The results of what the psychologists observed became the now famous paper When Prophecy Fails: A Social and Psychological Study of a Modern Group That Predicted the Destruction of the World. This is a classic work of social psychology by Leon Festinger, Henry Riecken, and Stanley Schachter.

Leon Festinger then went on to write A Theory of Cognitive Dissonance (1957). In this he explains that a person who experiences internal inconsistency tends to become psychologically uncomfortable, and so is motivated to reduce the cognitive dissonance: either by changing parts of the cognition, to justify the stressful behavior; or by adding new parts to the cognition that causes the psychological dissonance.

In the case of the UFO believers they simply added a bit to the belief and so in essence the belief became stronger and not weaker after the collapse of the prophesy.

What happened to Dorothy Martin?

She simply carried on with more of the same and was not in any way shaken by the failure of her predictions, but instead added to the belief so that internal consistency was maintained and the investment in it could be retained.

She went on to found the Association of Sananda and Sanat Kumara.
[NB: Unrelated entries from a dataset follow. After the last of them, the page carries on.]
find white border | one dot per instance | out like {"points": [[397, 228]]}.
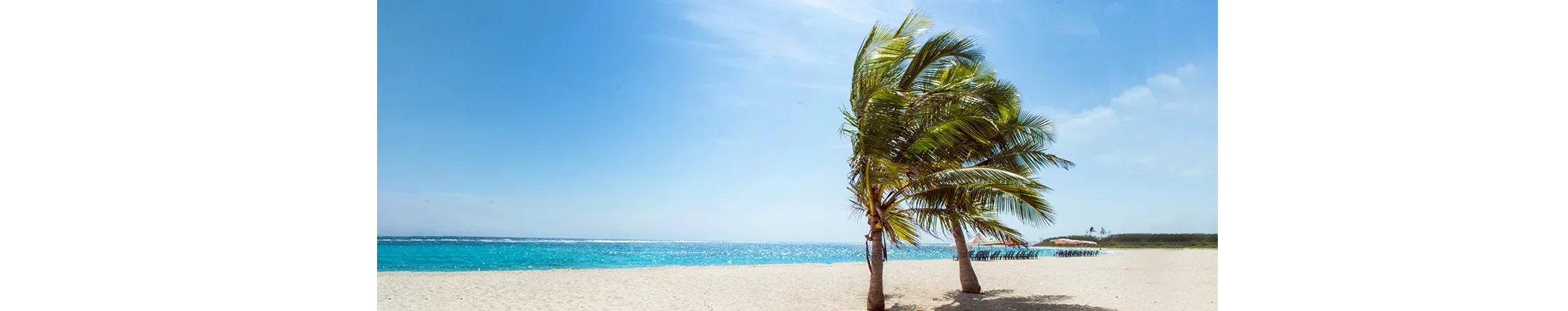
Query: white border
{"points": [[1393, 156]]}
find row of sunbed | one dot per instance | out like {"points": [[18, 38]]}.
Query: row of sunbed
{"points": [[995, 255]]}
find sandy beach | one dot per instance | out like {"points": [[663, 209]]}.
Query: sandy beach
{"points": [[1166, 280]]}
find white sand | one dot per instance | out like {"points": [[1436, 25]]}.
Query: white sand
{"points": [[1156, 280]]}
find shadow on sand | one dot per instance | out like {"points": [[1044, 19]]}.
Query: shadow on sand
{"points": [[993, 301]]}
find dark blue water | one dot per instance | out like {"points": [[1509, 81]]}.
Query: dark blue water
{"points": [[529, 253]]}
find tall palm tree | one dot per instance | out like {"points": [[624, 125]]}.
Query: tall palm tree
{"points": [[1020, 147], [910, 123]]}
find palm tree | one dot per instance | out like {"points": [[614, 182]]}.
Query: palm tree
{"points": [[915, 117], [1020, 147]]}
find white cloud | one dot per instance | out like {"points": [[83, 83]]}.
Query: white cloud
{"points": [[1194, 172], [1086, 125], [1164, 81], [688, 43], [1143, 159], [1077, 25], [1114, 8], [1134, 96]]}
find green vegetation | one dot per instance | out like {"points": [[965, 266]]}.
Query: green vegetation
{"points": [[1145, 241], [939, 145]]}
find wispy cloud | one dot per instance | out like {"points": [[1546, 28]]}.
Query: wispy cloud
{"points": [[1086, 125], [1134, 96], [1114, 8], [1077, 25], [688, 43], [1166, 81]]}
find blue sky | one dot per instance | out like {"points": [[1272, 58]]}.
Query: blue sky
{"points": [[718, 120]]}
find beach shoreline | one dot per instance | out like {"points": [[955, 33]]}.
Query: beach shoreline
{"points": [[1127, 280]]}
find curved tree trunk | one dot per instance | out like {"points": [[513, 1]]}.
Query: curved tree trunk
{"points": [[966, 272], [874, 296]]}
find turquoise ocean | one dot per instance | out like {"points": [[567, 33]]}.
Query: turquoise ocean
{"points": [[534, 253]]}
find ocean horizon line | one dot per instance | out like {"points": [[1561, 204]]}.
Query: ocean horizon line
{"points": [[574, 239]]}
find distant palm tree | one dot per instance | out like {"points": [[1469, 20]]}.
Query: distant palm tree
{"points": [[910, 123]]}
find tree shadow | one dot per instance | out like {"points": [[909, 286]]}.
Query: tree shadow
{"points": [[993, 301]]}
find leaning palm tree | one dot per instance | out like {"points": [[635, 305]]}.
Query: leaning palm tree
{"points": [[1020, 147], [908, 125]]}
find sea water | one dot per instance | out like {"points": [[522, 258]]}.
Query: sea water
{"points": [[530, 253]]}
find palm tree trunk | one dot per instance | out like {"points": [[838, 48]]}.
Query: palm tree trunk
{"points": [[874, 296], [966, 272]]}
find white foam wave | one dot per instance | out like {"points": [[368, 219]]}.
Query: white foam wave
{"points": [[550, 241]]}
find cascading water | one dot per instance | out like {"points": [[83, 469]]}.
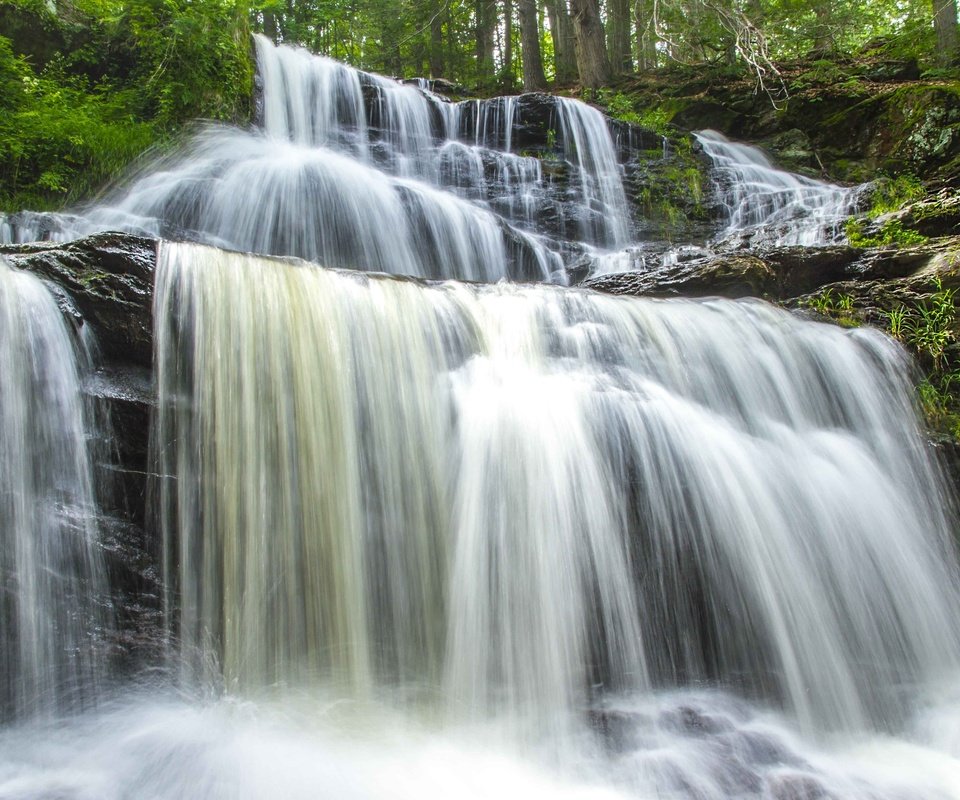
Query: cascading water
{"points": [[447, 540], [454, 540], [54, 605], [359, 171], [779, 207]]}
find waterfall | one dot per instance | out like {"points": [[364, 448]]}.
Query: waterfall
{"points": [[780, 208], [53, 602], [511, 494], [437, 539], [359, 171]]}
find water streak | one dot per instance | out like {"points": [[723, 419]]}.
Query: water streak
{"points": [[52, 604], [778, 207]]}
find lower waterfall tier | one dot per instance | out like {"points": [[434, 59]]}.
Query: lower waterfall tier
{"points": [[512, 498]]}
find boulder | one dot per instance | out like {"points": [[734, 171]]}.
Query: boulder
{"points": [[105, 280]]}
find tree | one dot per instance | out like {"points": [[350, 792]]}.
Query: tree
{"points": [[591, 47], [485, 21], [533, 77], [618, 35], [945, 25], [564, 49]]}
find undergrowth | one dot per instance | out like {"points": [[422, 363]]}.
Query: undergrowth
{"points": [[928, 328]]}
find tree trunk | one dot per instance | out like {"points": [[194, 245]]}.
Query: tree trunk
{"points": [[486, 20], [533, 77], [591, 48], [618, 38], [506, 73], [945, 25], [436, 46], [823, 37], [561, 31], [646, 35]]}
Under the name Sister Thedra, she continued to practice channeling and to participate in contactee groups until her death in 1992. That Association is active to this day.

What happened after 21st May to Harold Camping and his believers?

They did something very similar.

After May 21 passed without the predicted incidents, Camping said he believed that a “spiritual” judgment had occurred on that date. Vice writes an inside view about how it all panned out …

Even true believers had to reevaluate things when, on May 22, the world was still here. (Camping half-heartedly “clarified” that his May 21 prediction regarded final judgement, while the actual day of apocalypse wasn’t until October 21. By that point, most folks didn’t even have it in them to make fun.) “Many coped by deferring to the Bible and God as their ultimate source of truth”, said Helen Shoemaker, Sarno’s co-writer. “Seemingly, but respectfully, putting Camping in the benign position of a wise, but fallible human”.

What will happen next Sunday to Mr Meade?

We can perhaps safely predict exactly how it will pan out. When absolutely nothing happens, Meade will most probably respond in one of several ways …

  • The world really did end and a new age has begun, it all happened within a spiritual sphere
  • Enough people prayed and so God has decided to spare us all and give us a bit more time.
  • Oops, I got the date wrong, it will instead be …

If indeed some wholly natural event does happen, for example a Tropical Cyclone tragically devastates somewhere, then Meade will instead latch on to that as confirmation and declare that it marks the official beginning of the end times or similar.

There are a couple of Predictions that we can be certain about

The sun will rise on 24th September and it will be a perfectly normal day like any other.

Predictions like this will continue to pop up on a regular basis, and some people will be gullible enough to take them seriously.